Plus grosse contributrice à la valeur d’utilité issue des tests de dépréciation, la valeur terminale est la résultante du couple flux terminal et données paramétriques. Si les impacts de la crise ont été pris dans les flux de trésorerie les plus proches, le flux terminal a été plutôt épargné comme cela vient d’être évoqué plus haut. Qu’en est-il des données paramétriques ?

Très techniques et complexes dans leur détermination, les données paramétriques ont connu assez peu de mouvements au cours de la période récente. En moyenne, les taux d’actualisation moyens utilisés au 31 décembre 2020 ne sont que très légèrement supérieurs aux taux employés un an plus tôt (8.8% contre 8.6% respectivement).

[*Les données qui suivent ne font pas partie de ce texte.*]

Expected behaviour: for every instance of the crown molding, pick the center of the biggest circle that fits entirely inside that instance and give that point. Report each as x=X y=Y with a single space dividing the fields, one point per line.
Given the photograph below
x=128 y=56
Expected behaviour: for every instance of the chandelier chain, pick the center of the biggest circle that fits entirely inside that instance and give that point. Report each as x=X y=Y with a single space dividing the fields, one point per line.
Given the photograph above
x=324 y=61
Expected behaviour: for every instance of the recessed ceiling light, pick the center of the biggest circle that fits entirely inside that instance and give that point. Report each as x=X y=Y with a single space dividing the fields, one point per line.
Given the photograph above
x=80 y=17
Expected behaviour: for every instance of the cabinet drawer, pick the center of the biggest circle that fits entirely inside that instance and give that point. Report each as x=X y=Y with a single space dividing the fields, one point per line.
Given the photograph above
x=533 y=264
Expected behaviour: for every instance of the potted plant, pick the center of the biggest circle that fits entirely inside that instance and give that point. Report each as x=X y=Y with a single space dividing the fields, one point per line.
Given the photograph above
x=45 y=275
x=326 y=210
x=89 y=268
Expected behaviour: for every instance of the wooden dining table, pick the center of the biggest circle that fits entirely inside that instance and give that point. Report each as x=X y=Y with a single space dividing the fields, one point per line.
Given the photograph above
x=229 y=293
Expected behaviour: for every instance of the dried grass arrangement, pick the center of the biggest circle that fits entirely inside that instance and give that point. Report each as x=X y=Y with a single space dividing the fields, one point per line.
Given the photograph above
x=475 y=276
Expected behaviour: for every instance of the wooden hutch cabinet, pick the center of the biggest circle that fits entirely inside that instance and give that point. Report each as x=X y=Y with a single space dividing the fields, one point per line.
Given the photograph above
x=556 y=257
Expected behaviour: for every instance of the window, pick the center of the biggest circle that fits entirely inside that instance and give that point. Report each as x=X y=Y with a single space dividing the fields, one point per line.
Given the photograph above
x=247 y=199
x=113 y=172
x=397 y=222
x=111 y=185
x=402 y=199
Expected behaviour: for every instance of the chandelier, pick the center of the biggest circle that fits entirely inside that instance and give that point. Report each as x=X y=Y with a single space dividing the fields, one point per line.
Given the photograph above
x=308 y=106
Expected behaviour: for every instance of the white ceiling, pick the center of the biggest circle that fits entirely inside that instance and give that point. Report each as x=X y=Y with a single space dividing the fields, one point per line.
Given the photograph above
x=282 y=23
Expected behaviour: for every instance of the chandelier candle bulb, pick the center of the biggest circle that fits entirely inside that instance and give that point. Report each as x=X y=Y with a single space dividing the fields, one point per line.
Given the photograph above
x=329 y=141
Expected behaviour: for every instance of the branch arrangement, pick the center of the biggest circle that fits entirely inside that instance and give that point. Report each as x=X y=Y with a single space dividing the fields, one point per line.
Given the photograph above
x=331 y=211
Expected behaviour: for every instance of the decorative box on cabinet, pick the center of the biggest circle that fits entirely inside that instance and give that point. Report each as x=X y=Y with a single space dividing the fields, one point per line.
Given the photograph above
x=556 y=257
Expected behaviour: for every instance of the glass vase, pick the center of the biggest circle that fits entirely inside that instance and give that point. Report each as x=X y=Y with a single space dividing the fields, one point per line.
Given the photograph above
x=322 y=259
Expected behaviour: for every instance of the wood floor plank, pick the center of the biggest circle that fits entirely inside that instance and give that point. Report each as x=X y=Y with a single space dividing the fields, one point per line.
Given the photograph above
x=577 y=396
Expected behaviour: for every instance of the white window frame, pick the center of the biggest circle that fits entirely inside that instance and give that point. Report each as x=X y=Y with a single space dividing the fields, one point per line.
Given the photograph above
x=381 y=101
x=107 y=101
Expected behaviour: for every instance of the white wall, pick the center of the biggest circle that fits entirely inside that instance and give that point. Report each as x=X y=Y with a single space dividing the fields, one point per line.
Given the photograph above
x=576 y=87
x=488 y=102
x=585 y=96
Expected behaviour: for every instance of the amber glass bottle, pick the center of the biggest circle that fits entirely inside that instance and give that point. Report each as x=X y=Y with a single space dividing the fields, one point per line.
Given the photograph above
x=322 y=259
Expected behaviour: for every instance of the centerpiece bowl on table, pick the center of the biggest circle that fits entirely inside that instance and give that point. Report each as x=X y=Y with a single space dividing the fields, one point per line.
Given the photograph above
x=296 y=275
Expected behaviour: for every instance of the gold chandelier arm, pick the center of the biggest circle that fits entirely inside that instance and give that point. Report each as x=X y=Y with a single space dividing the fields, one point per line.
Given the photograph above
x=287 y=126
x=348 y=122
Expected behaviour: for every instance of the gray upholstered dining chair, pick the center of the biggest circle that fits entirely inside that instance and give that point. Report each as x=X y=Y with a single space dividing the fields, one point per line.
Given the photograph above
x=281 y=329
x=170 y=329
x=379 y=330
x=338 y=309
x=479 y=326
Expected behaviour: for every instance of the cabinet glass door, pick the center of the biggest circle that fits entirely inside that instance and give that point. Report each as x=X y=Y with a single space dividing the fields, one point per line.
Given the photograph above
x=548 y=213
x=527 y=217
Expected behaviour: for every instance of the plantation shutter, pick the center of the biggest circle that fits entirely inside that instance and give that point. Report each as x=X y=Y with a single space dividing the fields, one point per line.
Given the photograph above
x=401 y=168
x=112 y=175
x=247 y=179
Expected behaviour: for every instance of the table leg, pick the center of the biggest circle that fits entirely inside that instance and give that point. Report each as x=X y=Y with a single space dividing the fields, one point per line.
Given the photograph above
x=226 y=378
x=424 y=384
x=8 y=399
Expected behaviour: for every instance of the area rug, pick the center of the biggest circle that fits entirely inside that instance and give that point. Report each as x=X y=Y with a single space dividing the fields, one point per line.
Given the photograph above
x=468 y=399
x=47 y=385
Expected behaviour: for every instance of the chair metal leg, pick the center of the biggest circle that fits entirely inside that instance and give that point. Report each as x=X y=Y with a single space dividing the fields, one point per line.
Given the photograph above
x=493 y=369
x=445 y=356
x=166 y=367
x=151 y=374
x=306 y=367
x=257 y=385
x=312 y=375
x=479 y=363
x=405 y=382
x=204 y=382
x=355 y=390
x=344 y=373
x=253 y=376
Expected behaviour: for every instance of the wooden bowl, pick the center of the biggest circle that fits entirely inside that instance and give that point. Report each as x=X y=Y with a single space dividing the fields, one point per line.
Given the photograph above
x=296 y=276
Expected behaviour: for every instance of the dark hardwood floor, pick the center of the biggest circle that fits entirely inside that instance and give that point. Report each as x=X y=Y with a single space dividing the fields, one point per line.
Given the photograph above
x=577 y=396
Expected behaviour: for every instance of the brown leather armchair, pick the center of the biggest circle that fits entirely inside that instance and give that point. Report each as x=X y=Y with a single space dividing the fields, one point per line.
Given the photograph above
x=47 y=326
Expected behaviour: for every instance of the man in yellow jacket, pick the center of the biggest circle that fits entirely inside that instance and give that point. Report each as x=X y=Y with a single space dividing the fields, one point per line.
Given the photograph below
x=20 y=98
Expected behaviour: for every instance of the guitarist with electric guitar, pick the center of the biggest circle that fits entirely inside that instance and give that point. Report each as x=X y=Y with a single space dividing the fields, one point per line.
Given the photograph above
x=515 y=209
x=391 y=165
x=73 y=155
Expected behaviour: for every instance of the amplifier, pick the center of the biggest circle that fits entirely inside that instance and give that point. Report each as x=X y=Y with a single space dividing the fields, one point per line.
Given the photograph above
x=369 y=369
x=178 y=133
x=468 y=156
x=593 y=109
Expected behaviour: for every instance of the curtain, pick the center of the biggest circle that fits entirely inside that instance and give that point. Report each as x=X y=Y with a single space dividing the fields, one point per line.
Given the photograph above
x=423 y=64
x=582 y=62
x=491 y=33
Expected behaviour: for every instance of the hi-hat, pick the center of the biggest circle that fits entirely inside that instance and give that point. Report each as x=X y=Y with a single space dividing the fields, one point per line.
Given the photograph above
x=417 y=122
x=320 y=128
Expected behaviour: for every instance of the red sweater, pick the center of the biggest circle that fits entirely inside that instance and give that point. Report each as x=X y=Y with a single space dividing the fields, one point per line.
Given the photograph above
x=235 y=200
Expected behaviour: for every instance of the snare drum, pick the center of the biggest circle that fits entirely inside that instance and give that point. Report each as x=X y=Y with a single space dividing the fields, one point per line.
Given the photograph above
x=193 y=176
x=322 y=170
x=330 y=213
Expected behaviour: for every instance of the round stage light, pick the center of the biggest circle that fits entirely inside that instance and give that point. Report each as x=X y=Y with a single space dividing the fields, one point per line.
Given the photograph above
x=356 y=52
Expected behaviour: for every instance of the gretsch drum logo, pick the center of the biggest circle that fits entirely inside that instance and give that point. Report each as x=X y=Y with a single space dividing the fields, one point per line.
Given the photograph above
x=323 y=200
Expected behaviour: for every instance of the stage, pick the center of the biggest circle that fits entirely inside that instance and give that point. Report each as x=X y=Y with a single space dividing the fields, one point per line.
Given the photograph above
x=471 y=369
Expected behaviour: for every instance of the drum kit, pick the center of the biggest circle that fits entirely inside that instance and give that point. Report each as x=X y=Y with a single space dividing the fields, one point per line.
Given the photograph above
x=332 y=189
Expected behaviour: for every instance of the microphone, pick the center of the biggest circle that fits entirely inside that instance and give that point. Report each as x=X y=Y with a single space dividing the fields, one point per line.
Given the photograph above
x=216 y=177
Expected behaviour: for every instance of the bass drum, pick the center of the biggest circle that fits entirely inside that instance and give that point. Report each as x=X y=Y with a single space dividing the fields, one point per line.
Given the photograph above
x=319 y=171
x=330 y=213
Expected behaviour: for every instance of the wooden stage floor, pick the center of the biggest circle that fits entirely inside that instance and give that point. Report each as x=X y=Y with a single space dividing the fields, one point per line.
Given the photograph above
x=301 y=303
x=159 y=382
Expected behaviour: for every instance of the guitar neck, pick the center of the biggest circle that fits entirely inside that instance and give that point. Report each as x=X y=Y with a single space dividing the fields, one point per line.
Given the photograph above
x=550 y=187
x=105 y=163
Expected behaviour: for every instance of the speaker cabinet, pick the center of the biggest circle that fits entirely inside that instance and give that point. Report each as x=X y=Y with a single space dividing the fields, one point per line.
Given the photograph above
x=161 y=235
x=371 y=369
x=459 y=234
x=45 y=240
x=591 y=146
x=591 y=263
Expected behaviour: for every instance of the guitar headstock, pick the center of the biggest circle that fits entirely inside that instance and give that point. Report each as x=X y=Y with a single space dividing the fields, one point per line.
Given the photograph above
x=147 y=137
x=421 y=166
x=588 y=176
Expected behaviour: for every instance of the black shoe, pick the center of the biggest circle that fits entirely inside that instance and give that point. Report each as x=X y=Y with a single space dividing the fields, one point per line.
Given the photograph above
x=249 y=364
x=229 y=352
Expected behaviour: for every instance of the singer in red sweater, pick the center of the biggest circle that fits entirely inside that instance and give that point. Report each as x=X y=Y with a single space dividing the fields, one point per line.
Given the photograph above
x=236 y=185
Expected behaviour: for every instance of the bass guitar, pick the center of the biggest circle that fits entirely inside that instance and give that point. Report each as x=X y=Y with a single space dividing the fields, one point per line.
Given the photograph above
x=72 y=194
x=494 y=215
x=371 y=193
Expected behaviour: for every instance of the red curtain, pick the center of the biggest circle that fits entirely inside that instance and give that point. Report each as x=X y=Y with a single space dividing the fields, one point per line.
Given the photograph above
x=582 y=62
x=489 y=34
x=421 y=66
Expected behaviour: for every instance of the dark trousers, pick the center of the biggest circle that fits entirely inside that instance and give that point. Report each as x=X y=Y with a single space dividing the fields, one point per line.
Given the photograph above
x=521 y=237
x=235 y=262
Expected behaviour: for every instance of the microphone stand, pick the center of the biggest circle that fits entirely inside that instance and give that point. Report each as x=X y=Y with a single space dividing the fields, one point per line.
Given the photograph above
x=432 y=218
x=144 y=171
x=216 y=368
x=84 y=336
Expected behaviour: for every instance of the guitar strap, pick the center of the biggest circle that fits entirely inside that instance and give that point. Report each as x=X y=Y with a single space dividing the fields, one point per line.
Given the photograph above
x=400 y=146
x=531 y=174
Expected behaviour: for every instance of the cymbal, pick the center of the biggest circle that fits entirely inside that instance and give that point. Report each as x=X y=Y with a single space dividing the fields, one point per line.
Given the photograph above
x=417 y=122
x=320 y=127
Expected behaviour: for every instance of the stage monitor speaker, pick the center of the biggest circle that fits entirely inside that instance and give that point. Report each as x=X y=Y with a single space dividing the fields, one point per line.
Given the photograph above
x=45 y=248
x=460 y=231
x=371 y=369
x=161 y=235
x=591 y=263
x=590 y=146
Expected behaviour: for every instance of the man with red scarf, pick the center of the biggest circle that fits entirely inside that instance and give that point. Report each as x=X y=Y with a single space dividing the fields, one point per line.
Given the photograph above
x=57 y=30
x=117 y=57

Très peu d’émetteurs ont par ailleurs pris le parti d’incorporer à ces taux d’actualisation une prime Covid-19 venant détériorer la valeur et, lorsqu’ils l’ont fait, cela répondait souvent à des problématiques spécifiques.

 

De la pratique des tests de dépréciation en période de crise Covid-19 

Pour conclure, les taux de croissance projetés à l’infini sont également restés inchangés puisqu’ils se sont établis en moyenne à 1.9% au 31 décembre 2020 comme au 31 décembre 2019 et ont légèrement baissé à 1.8% au 30 juin 2021.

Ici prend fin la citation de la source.